La continuité pédagogique s’inscrit dans une nécessaire continuité éducative du service public d’éducation. La façon dont nous la mettons en œuvre va conditionner, pour une part, le retour des élèves que nous devons dès maintenant anticiper.

La situation exceptionnelle et soudaine dans laquelle nous sommes pris nous oblige à sortir encore davantage de nos zones connues, de nos zones de confort. Nous avons besoin les uns des autres pour progresser vers de nouvelles pratiques, peut-être aussi de nouveaux paradigmes afin de ne laisser personne sur le bord du chemin, élèves, parents, professionnels.

 

De la continuité éducative à l’accompagnement des personnels

Anne Hovart, conseillère en développement Mission innovation expérimentation

Dans l’article de The conversation du 16 mars 2020, les experts recommandent notamment de “créer des groupes d’échanges et de soutien en ligne sur le vécu d’expérience du confinement”. Ce vécu qui, de fait, se révèle pour le moins déstabilisant. En ce sens, assurer la continuité pédagogique suppose avant tout de pouvoir tenir compte de la rupture qui la sous-tend, et non pas de la nier. Le confinement met à l’épreuve le cadre qui relie institutionnellement l’école et la société en questionnant sa place et ses fonctions. Certains enseignants, pour de multiples raisons, peuvent se trouver plus vulnérables face à ces affects de déliaison subjective qui nous traversent tous actuellement : tâtonnements,  doutes, enthousiasmes, précipitations, découragements, etc.
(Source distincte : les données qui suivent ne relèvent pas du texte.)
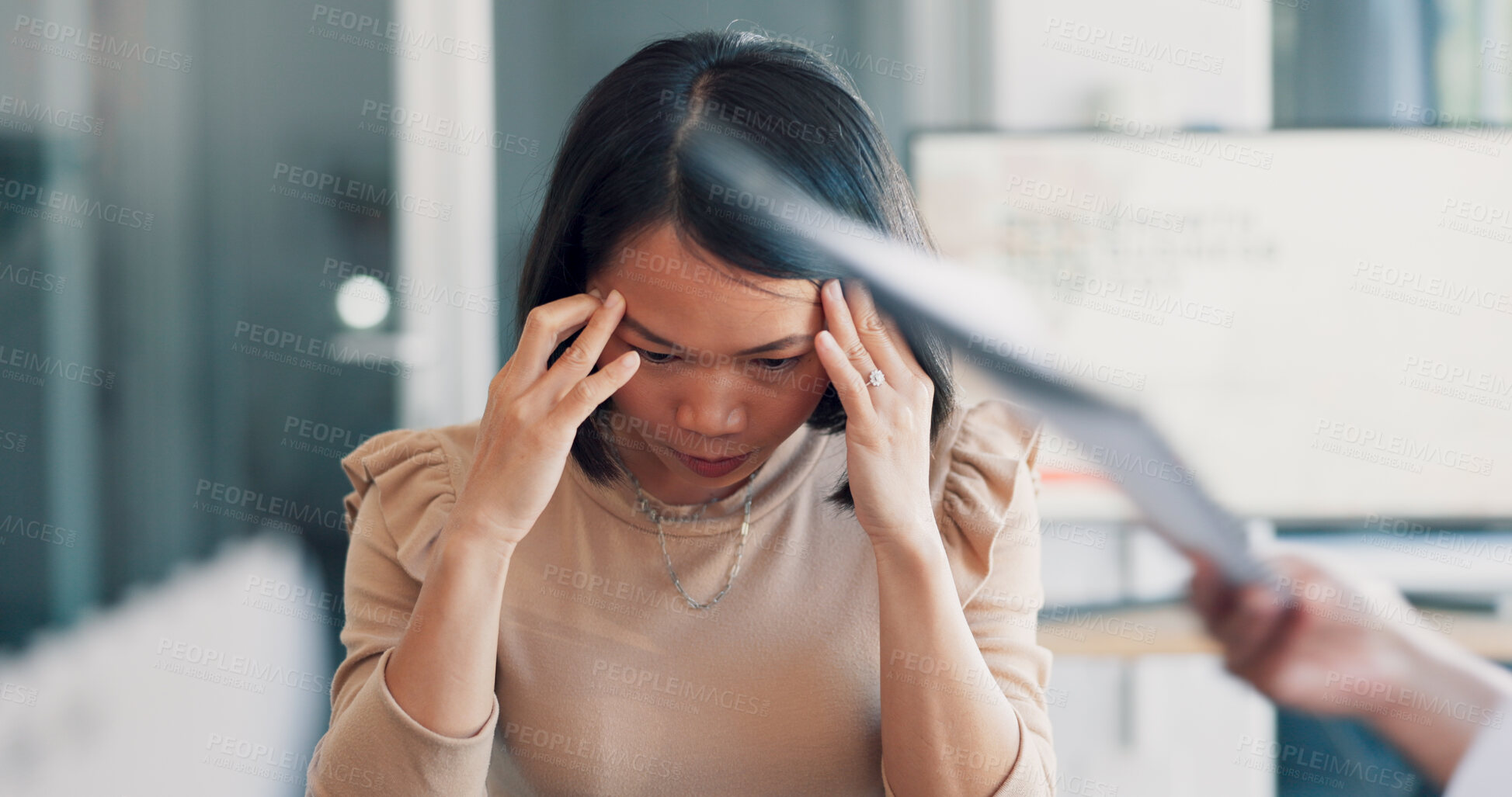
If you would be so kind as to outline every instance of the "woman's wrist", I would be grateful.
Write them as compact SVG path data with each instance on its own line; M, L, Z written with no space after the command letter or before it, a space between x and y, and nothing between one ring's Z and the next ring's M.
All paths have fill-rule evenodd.
M1394 632L1370 682L1355 679L1361 718L1442 786L1476 735L1500 727L1512 675L1427 634ZM1340 681L1343 687L1343 679Z
M461 517L448 519L437 543L443 558L467 563L482 560L500 569L510 566L517 544L502 538L493 529Z

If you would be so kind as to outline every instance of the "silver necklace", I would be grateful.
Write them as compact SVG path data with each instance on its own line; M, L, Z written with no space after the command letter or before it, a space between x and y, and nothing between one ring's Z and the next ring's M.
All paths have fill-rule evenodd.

Comment maîtriser ces vacillements professionnels et pédagogiques ? Organiser des temps d’échanges par visioconférence, ouverts à un petit nombre de professionnels volontaires, à une fréquence régulière, peut être une piste de réponse. À la condition d’expliciter le cadre de manière claire, c’est-à-dire des règles de confidentialité et de bienveillance, et de se centrer sur l’accueil et les attentes des participants. Ce type de dispositif, en s’appuyant sur les ressources d’un petit collectif, constitue un moyen souple et soutenant d’accompagner les enseignants dans cette période de co-formation et de trans-formation. On sait que c’est parce que les enseignants peuvent bénéficier de ressources professionnelles suffisamment étayantes où élaborer leurs propres pratiques que, par homologie, ils pourront accueillir et soutenir les processus d’apprentissage de leurs élèves, par la valorisation, l’écoute, le dialogue.

Un espace de publication des récits de pratiques en temps de confinement pourrait aussi être une ressource précieuse pour reconnaître et mutualiser ce qui s’invente actuellement au quotidien, pépites pédagogiques qui gagneraient à être plus connues et à essaimer. Un groupe de réception et de lecture des textes, sur le modèle d’un comité de rédaction, pourrait par exemple se mettre en place dans ce sens avec les personnes intéressées. Ou pourquoi pas aménager des ateliers d’écriture professionnelle en ligne ?

 

Des groupes d’échange ou cellules d’écoute ont déjà été créés dans des établissements à partir d’espace numérique collectif soit sous l’impulsion du chef d’établissement soit à l’initiative des professeurs sur des ENT ou sur des réseaux sociaux. Dans le cadre de l’accompagnement d’équipes en expérimentation, la Dfie travaille activement pour proposer des espaces d’échanges et de partage en s’appuyant sur son expertise de mise en réseau de professionnels et d’équipes (cartographie des réseaux) afin de vous accompagner pour que les risques que vous prenez se concrétisent en opportunités.